Mesut Sancak ve saz arkadaşları üç gazeteciden şikayetçi oldular…  Bozacılar, İzmir’in tanınmış böyüüük işadamları, doktorları…  Hepsi böyük ama, hepsinin kaçak yerleri defalarca gazetelere haber olmuş…  Hepsi kendilerini imtiyazlı saydıklarından yetkili makamların kaçak yapılarına bastıkları mühürleri kırıp kırıp çalışmalarına devam ediyorlar…

Bu arkadaşlar bir olmuşlar, Mutlu Tuncer, Nivent Kurtuluş ve Ahmet Doğan isimli gazetecilerin ortak hareketle, kendilerine şantaj yaptıklarını iddia ediyorlar.

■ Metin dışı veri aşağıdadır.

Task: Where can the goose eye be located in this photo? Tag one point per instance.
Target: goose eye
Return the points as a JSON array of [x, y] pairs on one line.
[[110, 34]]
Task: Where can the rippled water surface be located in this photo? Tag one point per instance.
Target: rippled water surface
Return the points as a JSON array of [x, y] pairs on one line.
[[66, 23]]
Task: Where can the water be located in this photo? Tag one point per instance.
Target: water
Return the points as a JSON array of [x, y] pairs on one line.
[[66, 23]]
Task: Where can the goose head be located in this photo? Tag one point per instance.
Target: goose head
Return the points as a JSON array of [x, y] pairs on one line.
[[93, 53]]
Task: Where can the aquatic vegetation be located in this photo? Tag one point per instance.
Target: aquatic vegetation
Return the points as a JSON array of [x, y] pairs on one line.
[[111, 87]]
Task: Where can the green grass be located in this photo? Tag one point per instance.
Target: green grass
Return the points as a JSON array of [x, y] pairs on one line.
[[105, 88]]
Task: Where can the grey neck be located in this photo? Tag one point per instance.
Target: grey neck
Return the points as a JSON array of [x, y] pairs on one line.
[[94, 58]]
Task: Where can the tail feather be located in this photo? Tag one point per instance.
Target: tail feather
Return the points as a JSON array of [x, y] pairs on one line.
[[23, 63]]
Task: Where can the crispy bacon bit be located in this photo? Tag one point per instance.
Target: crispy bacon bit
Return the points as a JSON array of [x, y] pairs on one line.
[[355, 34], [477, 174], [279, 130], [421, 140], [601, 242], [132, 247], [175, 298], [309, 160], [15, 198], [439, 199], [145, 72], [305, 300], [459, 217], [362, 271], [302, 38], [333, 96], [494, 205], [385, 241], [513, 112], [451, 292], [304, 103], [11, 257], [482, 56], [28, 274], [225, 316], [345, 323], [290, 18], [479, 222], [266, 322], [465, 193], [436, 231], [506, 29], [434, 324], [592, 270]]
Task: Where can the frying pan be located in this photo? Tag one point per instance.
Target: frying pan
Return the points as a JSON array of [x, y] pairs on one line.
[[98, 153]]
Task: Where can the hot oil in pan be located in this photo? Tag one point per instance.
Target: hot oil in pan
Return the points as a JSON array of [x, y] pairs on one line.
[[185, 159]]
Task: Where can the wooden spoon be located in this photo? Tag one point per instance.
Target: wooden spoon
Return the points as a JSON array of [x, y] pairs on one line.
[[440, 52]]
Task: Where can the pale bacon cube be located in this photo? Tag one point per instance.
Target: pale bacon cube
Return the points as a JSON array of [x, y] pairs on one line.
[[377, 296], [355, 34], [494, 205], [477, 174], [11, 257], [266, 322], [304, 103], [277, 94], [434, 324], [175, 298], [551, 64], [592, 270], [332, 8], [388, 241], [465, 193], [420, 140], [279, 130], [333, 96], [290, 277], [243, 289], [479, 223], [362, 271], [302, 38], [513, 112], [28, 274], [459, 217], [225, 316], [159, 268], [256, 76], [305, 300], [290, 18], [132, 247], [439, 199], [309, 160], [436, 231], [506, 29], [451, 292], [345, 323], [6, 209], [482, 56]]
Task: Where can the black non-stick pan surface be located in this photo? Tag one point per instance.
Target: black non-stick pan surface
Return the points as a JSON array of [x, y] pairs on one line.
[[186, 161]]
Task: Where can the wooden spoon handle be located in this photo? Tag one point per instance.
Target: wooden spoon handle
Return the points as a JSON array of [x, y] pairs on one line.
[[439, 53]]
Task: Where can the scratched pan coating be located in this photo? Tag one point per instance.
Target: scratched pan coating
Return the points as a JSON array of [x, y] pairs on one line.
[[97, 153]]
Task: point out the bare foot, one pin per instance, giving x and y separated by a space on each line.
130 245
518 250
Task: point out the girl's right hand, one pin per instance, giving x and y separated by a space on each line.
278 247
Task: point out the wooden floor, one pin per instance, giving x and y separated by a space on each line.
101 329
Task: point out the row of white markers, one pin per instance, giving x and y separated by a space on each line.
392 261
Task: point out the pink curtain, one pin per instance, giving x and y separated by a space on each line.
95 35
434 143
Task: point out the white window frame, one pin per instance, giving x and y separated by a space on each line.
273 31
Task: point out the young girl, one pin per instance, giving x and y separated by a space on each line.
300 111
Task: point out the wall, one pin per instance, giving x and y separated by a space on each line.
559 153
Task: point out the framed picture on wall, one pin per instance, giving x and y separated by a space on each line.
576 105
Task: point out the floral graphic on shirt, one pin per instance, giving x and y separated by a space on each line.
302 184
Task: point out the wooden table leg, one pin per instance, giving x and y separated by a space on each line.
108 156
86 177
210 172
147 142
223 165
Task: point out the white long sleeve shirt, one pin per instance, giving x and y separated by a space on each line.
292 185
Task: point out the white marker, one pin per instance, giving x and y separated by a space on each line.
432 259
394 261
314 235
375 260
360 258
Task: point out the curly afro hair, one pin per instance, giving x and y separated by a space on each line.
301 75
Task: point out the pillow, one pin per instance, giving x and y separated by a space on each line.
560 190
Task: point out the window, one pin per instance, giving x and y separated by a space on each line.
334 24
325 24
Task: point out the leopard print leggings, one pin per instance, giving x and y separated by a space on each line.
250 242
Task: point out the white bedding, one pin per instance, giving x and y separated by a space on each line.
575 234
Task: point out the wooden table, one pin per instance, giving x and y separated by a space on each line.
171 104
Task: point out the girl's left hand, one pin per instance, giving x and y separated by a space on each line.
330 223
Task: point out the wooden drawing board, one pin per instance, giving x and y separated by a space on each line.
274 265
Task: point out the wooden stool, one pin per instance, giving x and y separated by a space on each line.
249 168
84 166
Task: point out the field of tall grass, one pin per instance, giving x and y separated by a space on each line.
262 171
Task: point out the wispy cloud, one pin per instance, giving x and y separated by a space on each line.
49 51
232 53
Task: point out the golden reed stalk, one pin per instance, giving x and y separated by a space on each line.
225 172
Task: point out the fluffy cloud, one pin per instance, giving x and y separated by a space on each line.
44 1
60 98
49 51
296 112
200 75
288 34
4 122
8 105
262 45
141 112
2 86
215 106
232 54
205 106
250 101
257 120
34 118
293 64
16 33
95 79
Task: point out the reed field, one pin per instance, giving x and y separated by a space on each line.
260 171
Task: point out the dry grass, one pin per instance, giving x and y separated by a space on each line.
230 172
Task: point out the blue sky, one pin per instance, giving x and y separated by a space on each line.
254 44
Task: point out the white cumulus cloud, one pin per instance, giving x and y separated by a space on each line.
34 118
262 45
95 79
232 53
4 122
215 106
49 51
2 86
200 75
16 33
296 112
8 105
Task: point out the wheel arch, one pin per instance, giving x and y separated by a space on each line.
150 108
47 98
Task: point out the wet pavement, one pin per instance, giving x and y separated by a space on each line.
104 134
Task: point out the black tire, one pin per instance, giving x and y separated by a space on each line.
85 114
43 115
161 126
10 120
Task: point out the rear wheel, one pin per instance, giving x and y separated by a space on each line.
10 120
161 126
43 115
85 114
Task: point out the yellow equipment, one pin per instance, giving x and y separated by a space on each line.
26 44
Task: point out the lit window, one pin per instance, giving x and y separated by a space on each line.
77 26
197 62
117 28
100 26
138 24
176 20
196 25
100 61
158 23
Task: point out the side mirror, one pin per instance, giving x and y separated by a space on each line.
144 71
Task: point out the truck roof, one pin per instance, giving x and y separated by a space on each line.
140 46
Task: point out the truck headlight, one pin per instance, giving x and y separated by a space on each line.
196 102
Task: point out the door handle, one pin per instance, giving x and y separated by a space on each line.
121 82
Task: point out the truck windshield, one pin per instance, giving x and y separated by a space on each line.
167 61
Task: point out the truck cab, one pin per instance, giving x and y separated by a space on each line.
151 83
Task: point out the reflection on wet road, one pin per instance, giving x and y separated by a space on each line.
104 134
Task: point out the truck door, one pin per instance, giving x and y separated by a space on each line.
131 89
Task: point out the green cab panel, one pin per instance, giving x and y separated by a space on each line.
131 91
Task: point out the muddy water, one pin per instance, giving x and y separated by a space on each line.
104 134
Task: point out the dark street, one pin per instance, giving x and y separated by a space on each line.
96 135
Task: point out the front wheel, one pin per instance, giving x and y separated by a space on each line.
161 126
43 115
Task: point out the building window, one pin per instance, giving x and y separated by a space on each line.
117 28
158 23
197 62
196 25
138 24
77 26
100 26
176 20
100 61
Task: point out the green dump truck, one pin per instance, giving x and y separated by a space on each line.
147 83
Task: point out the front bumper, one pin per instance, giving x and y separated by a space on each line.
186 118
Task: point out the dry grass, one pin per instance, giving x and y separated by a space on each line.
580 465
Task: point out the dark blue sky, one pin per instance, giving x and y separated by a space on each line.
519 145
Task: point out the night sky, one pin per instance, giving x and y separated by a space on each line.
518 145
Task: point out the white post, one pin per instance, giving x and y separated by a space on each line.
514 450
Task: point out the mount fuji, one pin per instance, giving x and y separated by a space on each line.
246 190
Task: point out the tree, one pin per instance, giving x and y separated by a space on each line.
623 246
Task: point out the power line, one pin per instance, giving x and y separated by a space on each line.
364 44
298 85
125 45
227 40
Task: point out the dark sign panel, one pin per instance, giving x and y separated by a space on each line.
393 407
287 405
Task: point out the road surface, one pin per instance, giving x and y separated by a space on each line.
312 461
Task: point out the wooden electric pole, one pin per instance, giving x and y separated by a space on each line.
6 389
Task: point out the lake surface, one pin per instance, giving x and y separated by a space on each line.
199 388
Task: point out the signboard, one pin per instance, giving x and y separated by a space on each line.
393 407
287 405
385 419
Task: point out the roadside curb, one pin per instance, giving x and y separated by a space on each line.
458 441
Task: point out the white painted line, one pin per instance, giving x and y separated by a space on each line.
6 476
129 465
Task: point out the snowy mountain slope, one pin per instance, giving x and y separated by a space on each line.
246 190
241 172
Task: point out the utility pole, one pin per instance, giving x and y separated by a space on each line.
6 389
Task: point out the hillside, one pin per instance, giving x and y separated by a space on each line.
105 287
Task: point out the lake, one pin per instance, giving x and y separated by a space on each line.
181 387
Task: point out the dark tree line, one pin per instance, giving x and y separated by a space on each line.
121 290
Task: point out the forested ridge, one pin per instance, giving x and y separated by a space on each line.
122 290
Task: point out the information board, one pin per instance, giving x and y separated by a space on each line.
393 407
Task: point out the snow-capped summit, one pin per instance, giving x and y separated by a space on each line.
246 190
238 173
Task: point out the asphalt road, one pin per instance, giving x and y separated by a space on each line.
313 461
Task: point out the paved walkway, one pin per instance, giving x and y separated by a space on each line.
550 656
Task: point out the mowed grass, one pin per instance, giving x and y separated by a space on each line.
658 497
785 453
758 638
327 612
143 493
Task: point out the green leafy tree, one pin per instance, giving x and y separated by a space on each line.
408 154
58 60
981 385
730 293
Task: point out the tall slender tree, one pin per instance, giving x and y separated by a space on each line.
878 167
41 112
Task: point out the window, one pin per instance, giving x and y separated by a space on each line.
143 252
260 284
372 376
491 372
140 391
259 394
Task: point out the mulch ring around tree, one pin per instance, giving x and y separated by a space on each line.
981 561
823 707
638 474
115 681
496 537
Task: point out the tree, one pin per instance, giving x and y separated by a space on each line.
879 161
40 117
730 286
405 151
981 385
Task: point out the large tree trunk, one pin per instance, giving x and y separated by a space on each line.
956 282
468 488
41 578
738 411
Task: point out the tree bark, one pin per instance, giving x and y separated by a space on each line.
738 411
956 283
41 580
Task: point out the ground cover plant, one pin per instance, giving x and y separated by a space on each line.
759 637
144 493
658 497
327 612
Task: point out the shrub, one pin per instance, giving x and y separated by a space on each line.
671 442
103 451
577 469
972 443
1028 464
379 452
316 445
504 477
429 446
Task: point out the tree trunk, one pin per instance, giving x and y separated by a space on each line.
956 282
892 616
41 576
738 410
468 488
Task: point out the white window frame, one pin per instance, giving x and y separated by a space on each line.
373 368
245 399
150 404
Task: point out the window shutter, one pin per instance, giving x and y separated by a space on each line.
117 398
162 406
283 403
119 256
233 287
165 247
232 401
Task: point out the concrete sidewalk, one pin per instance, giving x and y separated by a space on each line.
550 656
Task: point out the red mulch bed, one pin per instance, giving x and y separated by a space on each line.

Ayrancının şahidi bozacılar, Gazi Hastanesi’nin sahiplerinden Selim Amato, Salih Mertan, Hastane’nin eski Müdürü Adviye Onay Hatun,  HAS ajansın hastanelerden geçimini temin eden sahibi Harun Aygün…

Hep üzerine basarak yazıyorum ve yazmaya devam edeceğim…  Bu isimlerin hiç birisi ile bir kez bile telefonda, karşı karşıya görüşmedim, aynı ortamda hiç olmadım. Olmam da mümkün değil… Yalancılar, iftiracılar ilgi alanımın dışında olduğundan kelli, bunlarla hiç işim olmadı.  Beni ilişkilendirdikleri Ahmet Doğan’ı ilk kez ifadeye gittiğimde gördüm… Nivent Kurtuluş ile iki yıllık arkadaşım ve aynı dernekte yolsuzlukların üzerine gidiyoruz! Devlete milyonlarca para kazandırdık!

Şimdi Mesut Sancak haberlerle sıkıştırıldığını kendisinden para istendiğini iddia ediyor. Şahitleri de aha bunlar!

Ama yalancıların ayakları hep dolaşır ya…

Yazdığımız haberlerin yalanı bırakın, yanlış olduğunu kanıtlayan bir tane belge ortaya koyamıyorlar… Koyamazlar çünkü hepsi doğru…
Aynı Mesut Sancak geçtiğimiz günlerde haberlerini yazan gazetelere bir açıklama gönderdi.
Bu açıklamada ne iddia ediyorlar biliyor musunuz?

“TEK TARAFLI HABER YAPTILAR, BİZİ BİR KERE BİLE ARAMADILAR” DİYORLAR…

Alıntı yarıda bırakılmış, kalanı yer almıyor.